Probably mods are undecided Sir... "Verified SOF"? "Real Commander" "? LOL:)
Respectfully
Mike


----------



## Dame (May 13, 2011)

Marauder06 said:


> That's Polar Bear. I'm a little shorter.


"Little" and "shorter" are not two words I would use to describe you, sir. Certainly not in the same sentence.
The look of surprise on your face when meeting me was priceless though. "_*You're*_ Dame?"


----------



## Marauder06 (May 13, 2011)

Yeah- there were lots of surprises that day getting to meet people.  I was very disappointed that Pardus looked nothing like his avatar.  ;)


----------



## mike_cos (May 13, 2011)

Dame said:


> "Little" and "shorter" are not two words I would use to describe you, sir. Certainly not in the same sentence.
> The look of surprise on your face when meeting me was priceless though. "_*You're*_ Dame?"





Marauder06 said:


> Yeah- there were lots of surprises that day getting to meet people. I was very disappointed that Pardus looked nothing like his avatar. ;)


Hey... interesting discussion... instead of to dig fake pics on the net...what you think about to release someone real of you (unless you are not active DEVGRU:))


----------



## Dame (May 13, 2011)

mike_cos said:


> Hey... interesting discussion... instead of to dig fake pics on the net...what you think about to release someone real of you (unless you are not active DEVGRU:))


Facebook, buddy. Facebook.


----------



## DA SWO (May 13, 2011)

Marauder06 said:


> Yeah- there were lots of surprises that day getting to meet people. I was very disappointed that Pardus looked nothing like his avatar. ;)

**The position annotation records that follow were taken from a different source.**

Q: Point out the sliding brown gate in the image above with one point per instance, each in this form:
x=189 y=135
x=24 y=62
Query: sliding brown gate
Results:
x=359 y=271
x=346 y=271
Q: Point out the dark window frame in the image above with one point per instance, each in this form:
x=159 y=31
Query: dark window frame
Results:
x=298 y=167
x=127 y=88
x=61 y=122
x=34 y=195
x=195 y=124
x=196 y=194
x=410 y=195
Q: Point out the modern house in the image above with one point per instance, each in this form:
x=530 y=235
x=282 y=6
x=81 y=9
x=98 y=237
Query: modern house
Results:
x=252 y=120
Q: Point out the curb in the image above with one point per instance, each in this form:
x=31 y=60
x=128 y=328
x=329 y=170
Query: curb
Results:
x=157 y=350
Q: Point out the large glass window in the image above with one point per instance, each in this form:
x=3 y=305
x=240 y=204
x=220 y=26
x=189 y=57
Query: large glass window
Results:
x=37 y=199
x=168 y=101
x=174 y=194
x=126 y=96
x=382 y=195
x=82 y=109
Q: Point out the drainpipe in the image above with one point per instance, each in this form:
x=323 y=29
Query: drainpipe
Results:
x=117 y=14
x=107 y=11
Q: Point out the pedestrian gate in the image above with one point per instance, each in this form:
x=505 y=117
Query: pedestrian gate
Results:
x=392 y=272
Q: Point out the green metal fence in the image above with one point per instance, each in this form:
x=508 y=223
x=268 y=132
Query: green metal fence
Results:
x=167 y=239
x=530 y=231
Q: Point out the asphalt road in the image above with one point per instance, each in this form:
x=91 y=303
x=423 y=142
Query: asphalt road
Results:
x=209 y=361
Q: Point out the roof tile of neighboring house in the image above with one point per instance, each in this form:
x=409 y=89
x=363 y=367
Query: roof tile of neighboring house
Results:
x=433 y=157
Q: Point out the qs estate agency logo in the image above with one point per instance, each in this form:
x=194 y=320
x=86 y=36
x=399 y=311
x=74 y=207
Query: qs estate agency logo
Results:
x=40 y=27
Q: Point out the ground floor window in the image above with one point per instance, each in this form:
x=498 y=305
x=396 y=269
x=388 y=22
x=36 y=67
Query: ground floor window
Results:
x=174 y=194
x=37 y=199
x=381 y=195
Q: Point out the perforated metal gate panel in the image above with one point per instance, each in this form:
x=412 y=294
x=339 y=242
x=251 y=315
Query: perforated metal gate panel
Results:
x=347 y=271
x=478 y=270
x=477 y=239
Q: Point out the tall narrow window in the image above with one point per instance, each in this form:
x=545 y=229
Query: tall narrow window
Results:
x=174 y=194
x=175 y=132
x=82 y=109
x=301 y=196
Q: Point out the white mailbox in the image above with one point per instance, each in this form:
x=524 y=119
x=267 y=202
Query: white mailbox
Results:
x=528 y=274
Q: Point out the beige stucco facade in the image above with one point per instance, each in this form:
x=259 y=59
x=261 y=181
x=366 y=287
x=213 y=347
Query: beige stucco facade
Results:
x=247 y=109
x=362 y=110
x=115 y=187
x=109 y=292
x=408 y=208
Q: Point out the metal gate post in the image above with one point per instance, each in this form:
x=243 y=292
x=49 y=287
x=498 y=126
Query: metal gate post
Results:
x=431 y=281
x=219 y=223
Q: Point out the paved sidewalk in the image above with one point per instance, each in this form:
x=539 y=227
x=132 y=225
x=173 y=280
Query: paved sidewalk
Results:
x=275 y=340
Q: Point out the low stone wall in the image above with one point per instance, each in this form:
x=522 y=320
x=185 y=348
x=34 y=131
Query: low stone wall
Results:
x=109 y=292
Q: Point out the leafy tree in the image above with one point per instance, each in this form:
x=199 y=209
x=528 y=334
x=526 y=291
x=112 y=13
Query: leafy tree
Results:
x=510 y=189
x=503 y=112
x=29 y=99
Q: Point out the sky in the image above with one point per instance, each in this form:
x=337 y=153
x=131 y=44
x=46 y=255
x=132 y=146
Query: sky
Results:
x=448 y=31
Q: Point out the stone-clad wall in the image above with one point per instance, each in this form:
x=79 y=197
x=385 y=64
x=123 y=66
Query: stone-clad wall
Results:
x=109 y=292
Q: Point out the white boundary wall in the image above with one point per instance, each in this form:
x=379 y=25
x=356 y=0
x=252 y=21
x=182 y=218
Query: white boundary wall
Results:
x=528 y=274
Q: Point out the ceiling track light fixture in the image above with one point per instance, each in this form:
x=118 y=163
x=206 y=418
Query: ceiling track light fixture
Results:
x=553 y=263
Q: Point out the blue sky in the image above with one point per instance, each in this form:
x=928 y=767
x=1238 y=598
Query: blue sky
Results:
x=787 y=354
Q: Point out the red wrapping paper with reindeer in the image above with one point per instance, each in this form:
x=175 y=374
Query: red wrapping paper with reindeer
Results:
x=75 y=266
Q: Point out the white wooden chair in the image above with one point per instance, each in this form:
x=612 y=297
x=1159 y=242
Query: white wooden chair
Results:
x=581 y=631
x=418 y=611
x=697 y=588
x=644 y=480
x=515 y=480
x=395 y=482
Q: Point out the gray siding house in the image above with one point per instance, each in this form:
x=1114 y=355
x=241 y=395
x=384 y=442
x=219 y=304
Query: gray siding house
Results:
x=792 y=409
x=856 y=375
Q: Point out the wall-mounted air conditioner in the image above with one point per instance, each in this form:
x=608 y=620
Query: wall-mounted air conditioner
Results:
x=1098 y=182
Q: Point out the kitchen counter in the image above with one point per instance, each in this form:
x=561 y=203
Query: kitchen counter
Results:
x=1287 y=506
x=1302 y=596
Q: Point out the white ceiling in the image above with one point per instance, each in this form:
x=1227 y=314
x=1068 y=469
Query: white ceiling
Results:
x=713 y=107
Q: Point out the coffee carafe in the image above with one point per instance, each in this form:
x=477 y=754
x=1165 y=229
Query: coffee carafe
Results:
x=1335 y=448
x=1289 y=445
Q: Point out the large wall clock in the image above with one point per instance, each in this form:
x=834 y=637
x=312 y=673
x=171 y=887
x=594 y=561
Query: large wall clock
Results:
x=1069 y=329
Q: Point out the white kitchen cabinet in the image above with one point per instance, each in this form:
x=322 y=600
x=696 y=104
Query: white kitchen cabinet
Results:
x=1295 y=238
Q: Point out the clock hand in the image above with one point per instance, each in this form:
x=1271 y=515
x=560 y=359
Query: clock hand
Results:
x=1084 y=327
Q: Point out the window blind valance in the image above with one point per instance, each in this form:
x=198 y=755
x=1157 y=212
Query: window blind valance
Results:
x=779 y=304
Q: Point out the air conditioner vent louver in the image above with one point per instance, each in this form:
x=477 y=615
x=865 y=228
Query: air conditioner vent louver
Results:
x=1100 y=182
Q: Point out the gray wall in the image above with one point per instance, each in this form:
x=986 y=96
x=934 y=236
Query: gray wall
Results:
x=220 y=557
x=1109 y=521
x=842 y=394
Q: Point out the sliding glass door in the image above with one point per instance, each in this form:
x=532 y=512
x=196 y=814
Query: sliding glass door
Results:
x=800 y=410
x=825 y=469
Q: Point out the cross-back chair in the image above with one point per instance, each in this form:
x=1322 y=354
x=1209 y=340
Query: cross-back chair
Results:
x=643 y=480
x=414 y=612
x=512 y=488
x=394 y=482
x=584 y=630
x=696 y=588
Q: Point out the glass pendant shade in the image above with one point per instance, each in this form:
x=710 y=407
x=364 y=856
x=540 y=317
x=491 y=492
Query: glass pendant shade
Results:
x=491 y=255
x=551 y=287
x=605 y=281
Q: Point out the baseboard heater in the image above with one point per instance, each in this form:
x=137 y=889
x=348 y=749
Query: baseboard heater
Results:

Disagree, Pardus does look gay.


----------



## mike_cos (May 13, 2011)

SOWT said:


> Disagree, Pardus does look gay.


Oh jesus... Pardus looks gay.... unbelievable....


----------



## mike_cos (May 13, 2011)

Dame said:


> Facebook, buddy. Facebook.


mmmh facebook is more dangerous than this site.. but I'll bite...


----------